2. Description of the Related Art Including Information Disclosed Under 37 CFR 1.97 and 1.98
In a gas turbine engine, such as a large frame heavy-duty industrial gas turbine (IGT) engine, a hot gas stream generated in a combustor is passed through a turbine to produce mechanical work. The turbine includes one or more rows or stages of stator vanes and rotor blades that react with the hot gas stream in a progressively decreasing temperature. The efficiency of the turbine—and therefore the engine—can be increased by passing a higher temperature gas stream into the turbine. However, the turbine inlet temperature is limited to the material properties of the turbine, especially the first stage vanes and blades, and an amount of cooling capability for these first stage airfoils.
The first stage rotor blade and stator vanes are exposed to the highest gas stream temperatures, with the temperature gradually decreasing as the gas stream passes through the turbine stages. The first and second stage airfoils (blades and vanes) must be cooled by passing cooling air through internal cooling passages and discharging the cooling air through film cooling holes to provide a blanket layer of cooling air to protect the hot metal surface from the hot gas stream. In some engines, cooling is even required in the third stage turbine blades of an IGT engine. However, the cooling requirement for the third stage blade is much less than the first and second stage blades. Some cooling is required in order to extend the life of the blade.

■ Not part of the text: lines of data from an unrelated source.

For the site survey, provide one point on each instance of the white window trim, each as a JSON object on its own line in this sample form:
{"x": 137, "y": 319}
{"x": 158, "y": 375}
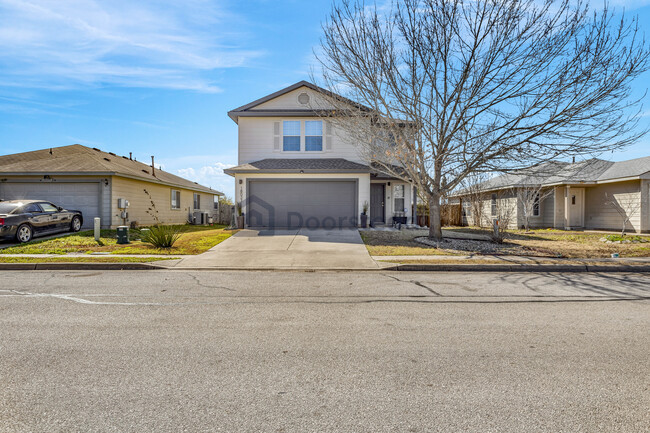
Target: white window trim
{"x": 538, "y": 199}
{"x": 303, "y": 146}
{"x": 171, "y": 203}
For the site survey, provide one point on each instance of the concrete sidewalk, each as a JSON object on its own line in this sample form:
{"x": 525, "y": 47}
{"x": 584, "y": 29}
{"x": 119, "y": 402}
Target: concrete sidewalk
{"x": 285, "y": 249}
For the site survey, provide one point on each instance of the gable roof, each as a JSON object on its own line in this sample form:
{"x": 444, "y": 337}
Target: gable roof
{"x": 249, "y": 109}
{"x": 78, "y": 160}
{"x": 293, "y": 165}
{"x": 557, "y": 173}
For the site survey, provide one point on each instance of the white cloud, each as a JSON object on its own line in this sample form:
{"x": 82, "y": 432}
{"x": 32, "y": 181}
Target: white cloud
{"x": 162, "y": 44}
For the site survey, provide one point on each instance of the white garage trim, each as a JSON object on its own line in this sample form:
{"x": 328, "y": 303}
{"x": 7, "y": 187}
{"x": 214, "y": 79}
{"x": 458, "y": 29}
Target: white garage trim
{"x": 343, "y": 209}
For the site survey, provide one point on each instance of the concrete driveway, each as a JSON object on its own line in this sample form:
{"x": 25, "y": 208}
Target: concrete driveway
{"x": 287, "y": 249}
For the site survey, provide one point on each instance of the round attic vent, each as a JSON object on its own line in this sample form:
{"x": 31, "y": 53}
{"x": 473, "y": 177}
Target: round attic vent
{"x": 303, "y": 98}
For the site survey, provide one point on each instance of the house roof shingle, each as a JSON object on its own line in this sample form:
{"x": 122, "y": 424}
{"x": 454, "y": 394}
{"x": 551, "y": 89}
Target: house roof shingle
{"x": 558, "y": 172}
{"x": 290, "y": 165}
{"x": 78, "y": 159}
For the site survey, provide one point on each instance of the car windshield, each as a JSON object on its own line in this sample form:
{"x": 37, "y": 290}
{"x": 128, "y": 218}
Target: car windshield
{"x": 7, "y": 208}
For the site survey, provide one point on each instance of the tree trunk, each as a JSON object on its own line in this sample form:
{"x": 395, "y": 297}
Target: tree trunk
{"x": 435, "y": 222}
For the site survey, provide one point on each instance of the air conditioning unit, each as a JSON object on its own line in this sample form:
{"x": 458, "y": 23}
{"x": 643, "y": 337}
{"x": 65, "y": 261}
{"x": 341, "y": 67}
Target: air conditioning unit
{"x": 198, "y": 218}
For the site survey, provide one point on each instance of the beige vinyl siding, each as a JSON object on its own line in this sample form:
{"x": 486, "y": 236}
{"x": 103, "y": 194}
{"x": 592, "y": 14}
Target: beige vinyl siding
{"x": 507, "y": 200}
{"x": 599, "y": 215}
{"x": 289, "y": 101}
{"x": 256, "y": 142}
{"x": 139, "y": 203}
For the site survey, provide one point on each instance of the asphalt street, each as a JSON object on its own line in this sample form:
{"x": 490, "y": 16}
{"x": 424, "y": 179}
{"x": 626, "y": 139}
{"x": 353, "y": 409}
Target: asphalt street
{"x": 172, "y": 351}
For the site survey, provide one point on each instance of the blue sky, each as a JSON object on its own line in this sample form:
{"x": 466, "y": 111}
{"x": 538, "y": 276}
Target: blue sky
{"x": 158, "y": 77}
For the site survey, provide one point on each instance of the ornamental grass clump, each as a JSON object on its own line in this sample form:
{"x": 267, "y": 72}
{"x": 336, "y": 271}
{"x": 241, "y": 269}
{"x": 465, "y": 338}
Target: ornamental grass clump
{"x": 161, "y": 236}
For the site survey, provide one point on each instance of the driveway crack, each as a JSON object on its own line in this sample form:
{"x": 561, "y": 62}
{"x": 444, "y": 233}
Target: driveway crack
{"x": 417, "y": 283}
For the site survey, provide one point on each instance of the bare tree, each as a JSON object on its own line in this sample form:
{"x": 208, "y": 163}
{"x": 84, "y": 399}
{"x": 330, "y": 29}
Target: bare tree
{"x": 446, "y": 88}
{"x": 626, "y": 205}
{"x": 531, "y": 198}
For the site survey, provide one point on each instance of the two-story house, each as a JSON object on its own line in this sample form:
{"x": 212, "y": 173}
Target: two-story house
{"x": 296, "y": 170}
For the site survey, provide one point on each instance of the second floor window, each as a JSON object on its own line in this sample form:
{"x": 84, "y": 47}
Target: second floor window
{"x": 291, "y": 136}
{"x": 313, "y": 135}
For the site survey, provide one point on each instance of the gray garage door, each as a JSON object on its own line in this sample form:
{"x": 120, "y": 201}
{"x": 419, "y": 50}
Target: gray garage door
{"x": 76, "y": 196}
{"x": 294, "y": 204}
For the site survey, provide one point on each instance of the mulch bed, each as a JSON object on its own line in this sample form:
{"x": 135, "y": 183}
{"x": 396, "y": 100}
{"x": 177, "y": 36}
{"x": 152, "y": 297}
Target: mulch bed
{"x": 481, "y": 247}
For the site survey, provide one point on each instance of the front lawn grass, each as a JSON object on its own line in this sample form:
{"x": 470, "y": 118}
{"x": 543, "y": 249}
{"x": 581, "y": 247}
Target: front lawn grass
{"x": 542, "y": 242}
{"x": 570, "y": 244}
{"x": 194, "y": 240}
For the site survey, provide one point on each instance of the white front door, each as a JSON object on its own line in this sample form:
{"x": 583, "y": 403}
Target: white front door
{"x": 576, "y": 207}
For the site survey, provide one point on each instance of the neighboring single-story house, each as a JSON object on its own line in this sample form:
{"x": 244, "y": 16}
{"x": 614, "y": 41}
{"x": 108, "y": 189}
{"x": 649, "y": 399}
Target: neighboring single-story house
{"x": 101, "y": 183}
{"x": 594, "y": 194}
{"x": 295, "y": 169}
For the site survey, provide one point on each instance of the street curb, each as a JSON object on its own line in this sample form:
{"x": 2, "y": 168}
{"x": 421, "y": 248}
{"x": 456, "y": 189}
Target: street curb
{"x": 517, "y": 268}
{"x": 397, "y": 267}
{"x": 76, "y": 267}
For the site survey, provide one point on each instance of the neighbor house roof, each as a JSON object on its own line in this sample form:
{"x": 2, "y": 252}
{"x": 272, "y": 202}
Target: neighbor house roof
{"x": 321, "y": 165}
{"x": 81, "y": 160}
{"x": 558, "y": 173}
{"x": 250, "y": 110}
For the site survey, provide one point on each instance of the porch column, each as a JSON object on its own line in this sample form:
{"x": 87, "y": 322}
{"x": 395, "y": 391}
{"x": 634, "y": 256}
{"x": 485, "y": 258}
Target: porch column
{"x": 414, "y": 214}
{"x": 558, "y": 208}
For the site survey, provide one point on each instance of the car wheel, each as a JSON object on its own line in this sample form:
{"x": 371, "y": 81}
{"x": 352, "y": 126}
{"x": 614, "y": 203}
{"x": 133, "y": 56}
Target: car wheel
{"x": 24, "y": 233}
{"x": 75, "y": 225}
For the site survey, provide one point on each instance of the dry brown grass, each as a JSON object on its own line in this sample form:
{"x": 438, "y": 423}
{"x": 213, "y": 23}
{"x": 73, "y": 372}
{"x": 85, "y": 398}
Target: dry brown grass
{"x": 544, "y": 243}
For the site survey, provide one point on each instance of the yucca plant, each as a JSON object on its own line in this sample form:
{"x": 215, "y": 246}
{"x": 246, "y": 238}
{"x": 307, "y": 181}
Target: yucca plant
{"x": 161, "y": 236}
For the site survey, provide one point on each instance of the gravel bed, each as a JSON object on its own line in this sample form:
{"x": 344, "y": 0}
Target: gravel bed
{"x": 478, "y": 247}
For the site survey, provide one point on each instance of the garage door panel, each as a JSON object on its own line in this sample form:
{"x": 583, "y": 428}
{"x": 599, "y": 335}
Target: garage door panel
{"x": 302, "y": 203}
{"x": 76, "y": 196}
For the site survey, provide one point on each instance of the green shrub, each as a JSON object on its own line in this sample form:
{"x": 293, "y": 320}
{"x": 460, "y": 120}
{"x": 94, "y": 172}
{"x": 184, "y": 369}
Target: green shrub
{"x": 161, "y": 236}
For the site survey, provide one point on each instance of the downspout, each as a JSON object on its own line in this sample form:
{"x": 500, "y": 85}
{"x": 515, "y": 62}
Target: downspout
{"x": 414, "y": 214}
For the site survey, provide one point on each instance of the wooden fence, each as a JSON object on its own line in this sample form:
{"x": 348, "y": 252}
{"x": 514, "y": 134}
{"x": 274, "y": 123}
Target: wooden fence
{"x": 451, "y": 215}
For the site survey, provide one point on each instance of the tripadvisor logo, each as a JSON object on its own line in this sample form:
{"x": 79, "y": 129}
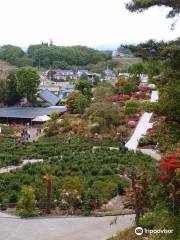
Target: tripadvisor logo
{"x": 139, "y": 231}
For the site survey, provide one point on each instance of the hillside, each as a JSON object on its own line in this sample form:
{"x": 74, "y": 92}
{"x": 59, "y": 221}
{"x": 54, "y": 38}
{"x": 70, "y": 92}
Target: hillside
{"x": 4, "y": 69}
{"x": 126, "y": 61}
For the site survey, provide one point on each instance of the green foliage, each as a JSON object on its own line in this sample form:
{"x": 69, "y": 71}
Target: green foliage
{"x": 103, "y": 92}
{"x": 141, "y": 5}
{"x": 132, "y": 107}
{"x": 27, "y": 82}
{"x": 76, "y": 55}
{"x": 84, "y": 86}
{"x": 170, "y": 100}
{"x": 26, "y": 202}
{"x": 136, "y": 70}
{"x": 93, "y": 176}
{"x": 77, "y": 102}
{"x": 11, "y": 53}
{"x": 103, "y": 113}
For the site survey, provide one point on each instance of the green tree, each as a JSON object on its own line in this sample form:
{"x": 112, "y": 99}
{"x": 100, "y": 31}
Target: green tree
{"x": 141, "y": 5}
{"x": 11, "y": 95}
{"x": 104, "y": 113}
{"x": 85, "y": 87}
{"x": 27, "y": 82}
{"x": 136, "y": 70}
{"x": 132, "y": 107}
{"x": 26, "y": 203}
{"x": 103, "y": 92}
{"x": 77, "y": 102}
{"x": 11, "y": 53}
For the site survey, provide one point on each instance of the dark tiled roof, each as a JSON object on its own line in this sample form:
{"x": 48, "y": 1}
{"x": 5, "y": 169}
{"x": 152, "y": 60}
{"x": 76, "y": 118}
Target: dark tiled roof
{"x": 28, "y": 112}
{"x": 49, "y": 97}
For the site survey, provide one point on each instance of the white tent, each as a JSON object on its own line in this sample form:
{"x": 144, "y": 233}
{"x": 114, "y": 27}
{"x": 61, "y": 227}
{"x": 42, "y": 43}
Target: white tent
{"x": 43, "y": 118}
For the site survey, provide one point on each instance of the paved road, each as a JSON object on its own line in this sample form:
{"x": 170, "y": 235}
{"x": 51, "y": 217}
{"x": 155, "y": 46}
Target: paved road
{"x": 142, "y": 126}
{"x": 10, "y": 168}
{"x": 69, "y": 228}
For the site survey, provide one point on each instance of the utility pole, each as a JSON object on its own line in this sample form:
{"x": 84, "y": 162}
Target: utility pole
{"x": 133, "y": 182}
{"x": 49, "y": 179}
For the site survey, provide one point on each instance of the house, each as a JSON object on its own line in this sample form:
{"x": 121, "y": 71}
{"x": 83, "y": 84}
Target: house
{"x": 117, "y": 54}
{"x": 65, "y": 90}
{"x": 109, "y": 75}
{"x": 48, "y": 97}
{"x": 63, "y": 74}
{"x": 82, "y": 72}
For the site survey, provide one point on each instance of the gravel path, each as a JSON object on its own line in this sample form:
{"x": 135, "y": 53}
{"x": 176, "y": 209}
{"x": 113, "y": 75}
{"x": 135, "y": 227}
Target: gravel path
{"x": 142, "y": 126}
{"x": 11, "y": 168}
{"x": 62, "y": 228}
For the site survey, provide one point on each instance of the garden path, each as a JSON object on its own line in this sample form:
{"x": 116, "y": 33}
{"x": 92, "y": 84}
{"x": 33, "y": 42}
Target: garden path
{"x": 11, "y": 168}
{"x": 142, "y": 126}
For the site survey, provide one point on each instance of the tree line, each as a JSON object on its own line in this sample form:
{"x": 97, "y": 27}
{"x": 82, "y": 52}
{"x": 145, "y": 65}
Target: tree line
{"x": 45, "y": 55}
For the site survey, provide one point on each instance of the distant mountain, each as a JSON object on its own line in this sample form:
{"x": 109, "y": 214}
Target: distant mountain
{"x": 107, "y": 46}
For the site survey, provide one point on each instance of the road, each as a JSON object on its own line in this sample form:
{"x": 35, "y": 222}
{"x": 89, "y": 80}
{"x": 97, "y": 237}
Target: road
{"x": 62, "y": 228}
{"x": 142, "y": 126}
{"x": 24, "y": 162}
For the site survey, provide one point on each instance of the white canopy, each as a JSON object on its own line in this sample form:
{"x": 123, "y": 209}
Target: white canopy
{"x": 43, "y": 118}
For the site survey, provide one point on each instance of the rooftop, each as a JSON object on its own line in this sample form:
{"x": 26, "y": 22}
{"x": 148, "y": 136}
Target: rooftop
{"x": 49, "y": 97}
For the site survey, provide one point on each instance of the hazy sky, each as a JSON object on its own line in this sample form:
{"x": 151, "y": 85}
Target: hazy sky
{"x": 86, "y": 22}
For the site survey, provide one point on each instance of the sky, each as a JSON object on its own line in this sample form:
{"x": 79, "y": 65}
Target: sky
{"x": 93, "y": 23}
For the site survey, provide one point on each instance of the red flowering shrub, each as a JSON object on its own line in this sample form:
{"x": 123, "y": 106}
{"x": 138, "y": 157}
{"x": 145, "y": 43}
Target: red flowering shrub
{"x": 170, "y": 164}
{"x": 118, "y": 98}
{"x": 149, "y": 131}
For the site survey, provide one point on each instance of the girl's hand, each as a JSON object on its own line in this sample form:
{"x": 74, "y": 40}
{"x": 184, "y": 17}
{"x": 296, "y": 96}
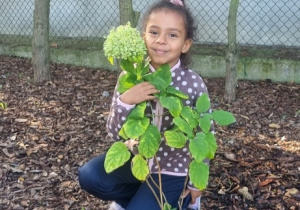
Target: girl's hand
{"x": 141, "y": 92}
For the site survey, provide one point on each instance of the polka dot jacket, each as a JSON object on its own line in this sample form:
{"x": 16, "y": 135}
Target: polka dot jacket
{"x": 172, "y": 161}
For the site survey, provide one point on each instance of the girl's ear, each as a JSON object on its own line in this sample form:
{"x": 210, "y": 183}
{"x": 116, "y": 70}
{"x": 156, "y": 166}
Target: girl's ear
{"x": 187, "y": 45}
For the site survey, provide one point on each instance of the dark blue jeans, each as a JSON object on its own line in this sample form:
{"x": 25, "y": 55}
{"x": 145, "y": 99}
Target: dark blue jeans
{"x": 122, "y": 187}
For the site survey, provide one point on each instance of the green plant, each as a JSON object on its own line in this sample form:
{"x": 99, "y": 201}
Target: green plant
{"x": 193, "y": 125}
{"x": 3, "y": 105}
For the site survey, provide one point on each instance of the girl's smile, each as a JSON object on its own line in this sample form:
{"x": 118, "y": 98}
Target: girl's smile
{"x": 165, "y": 37}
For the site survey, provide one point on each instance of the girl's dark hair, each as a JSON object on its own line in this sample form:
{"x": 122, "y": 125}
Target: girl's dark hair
{"x": 187, "y": 17}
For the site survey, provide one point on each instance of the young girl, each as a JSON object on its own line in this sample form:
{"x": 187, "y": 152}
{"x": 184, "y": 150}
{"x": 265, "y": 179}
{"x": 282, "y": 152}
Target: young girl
{"x": 168, "y": 33}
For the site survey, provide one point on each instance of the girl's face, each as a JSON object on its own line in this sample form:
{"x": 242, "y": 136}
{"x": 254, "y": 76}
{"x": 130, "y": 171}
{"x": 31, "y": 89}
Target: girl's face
{"x": 165, "y": 37}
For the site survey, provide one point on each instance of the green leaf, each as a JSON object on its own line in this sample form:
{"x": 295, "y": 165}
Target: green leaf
{"x": 150, "y": 141}
{"x": 173, "y": 104}
{"x": 138, "y": 112}
{"x": 212, "y": 145}
{"x": 175, "y": 139}
{"x": 199, "y": 173}
{"x": 161, "y": 78}
{"x": 126, "y": 82}
{"x": 190, "y": 116}
{"x": 205, "y": 123}
{"x": 140, "y": 167}
{"x": 164, "y": 73}
{"x": 183, "y": 126}
{"x": 172, "y": 90}
{"x": 203, "y": 103}
{"x": 134, "y": 128}
{"x": 199, "y": 147}
{"x": 116, "y": 156}
{"x": 223, "y": 117}
{"x": 123, "y": 134}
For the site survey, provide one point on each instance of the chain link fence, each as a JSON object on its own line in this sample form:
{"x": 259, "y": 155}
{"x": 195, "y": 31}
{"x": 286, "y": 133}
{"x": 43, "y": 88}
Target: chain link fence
{"x": 81, "y": 23}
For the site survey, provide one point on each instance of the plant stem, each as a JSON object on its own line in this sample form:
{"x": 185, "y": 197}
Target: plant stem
{"x": 159, "y": 178}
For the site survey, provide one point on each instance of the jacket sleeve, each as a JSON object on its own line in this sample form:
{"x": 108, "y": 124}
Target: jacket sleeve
{"x": 117, "y": 115}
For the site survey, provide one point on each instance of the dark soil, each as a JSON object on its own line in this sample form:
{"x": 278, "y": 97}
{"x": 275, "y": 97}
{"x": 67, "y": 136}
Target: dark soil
{"x": 50, "y": 129}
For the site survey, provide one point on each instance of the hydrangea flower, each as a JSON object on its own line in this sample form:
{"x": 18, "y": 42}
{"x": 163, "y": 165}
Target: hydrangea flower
{"x": 124, "y": 42}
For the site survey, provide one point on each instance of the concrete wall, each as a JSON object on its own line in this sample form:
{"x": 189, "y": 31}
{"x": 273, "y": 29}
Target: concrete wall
{"x": 278, "y": 70}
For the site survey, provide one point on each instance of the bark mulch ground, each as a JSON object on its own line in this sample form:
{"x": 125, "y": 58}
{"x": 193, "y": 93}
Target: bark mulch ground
{"x": 48, "y": 130}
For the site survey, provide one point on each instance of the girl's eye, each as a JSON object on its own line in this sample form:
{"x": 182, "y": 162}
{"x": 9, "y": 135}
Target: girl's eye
{"x": 153, "y": 32}
{"x": 173, "y": 35}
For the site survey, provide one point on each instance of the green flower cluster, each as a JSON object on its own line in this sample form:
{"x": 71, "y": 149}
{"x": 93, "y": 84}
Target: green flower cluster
{"x": 124, "y": 42}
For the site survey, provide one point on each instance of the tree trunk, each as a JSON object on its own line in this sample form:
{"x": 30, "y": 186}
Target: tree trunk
{"x": 127, "y": 14}
{"x": 40, "y": 42}
{"x": 231, "y": 55}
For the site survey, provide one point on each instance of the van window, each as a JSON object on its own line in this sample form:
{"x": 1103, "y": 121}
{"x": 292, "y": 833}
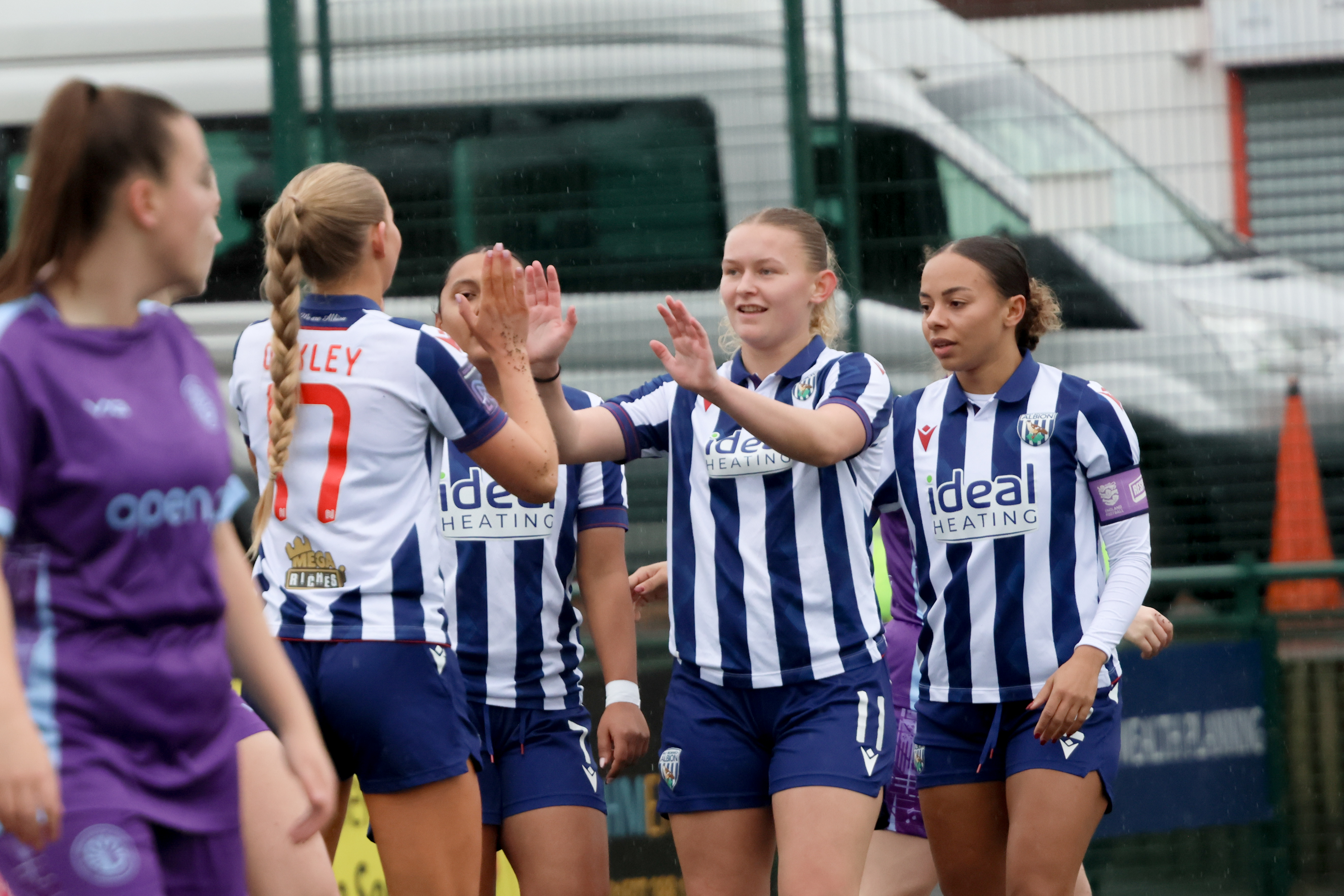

FIG. 1 shows a third stage turbine rotor blade for a large IGT engine will circular shaped pin fins 11 that extend across a cooling flow channel formed between the pressure and suction side walls of the mid-chord region of the airfoil. The pin fins 11 enhance the mid-chord region cooling channel internal heat transfer coefficient by 1.5 to 2 times that of an open flow channel. FIG. 2 shows a section of the pin fins 11 with cooling air flow.
FIG. 3 shows pin fins 21 having a race track shape instead of the circular shape of FIG. 2. The race track shaped pin fins will further improve the internal heat transfer performance over the circular shaped pin fins. FIG. 4 shows the cooling air flow pattern through the rows of circular pin fins 11. As the cooling air flows through the pin fin 11 bank, a turbulence level for the cooling air will gradually increase and results in an increase of the internal cooling heat transfer performance.
FIG. 5 shows the cooling air flow through the rows of race track shaped pin fins 21. As seen in FIG. 5, the race track shaped pin fins 21 provide for the cooling air flow to hit directly onto the surface of the next downstream pin fin 21. The race track shaped pin fins 21 produce a higher resistance for the cooling air flow through the pin bank compared to the circular shaped pin fins 11. The cooling air flow path becomes more tortuous. A higher turning or higher momentum change for the cooling air in-between pin fin 21 rows is produced. The overall turbulence level is increased and thus the internal heat transfer performance of the cooling air.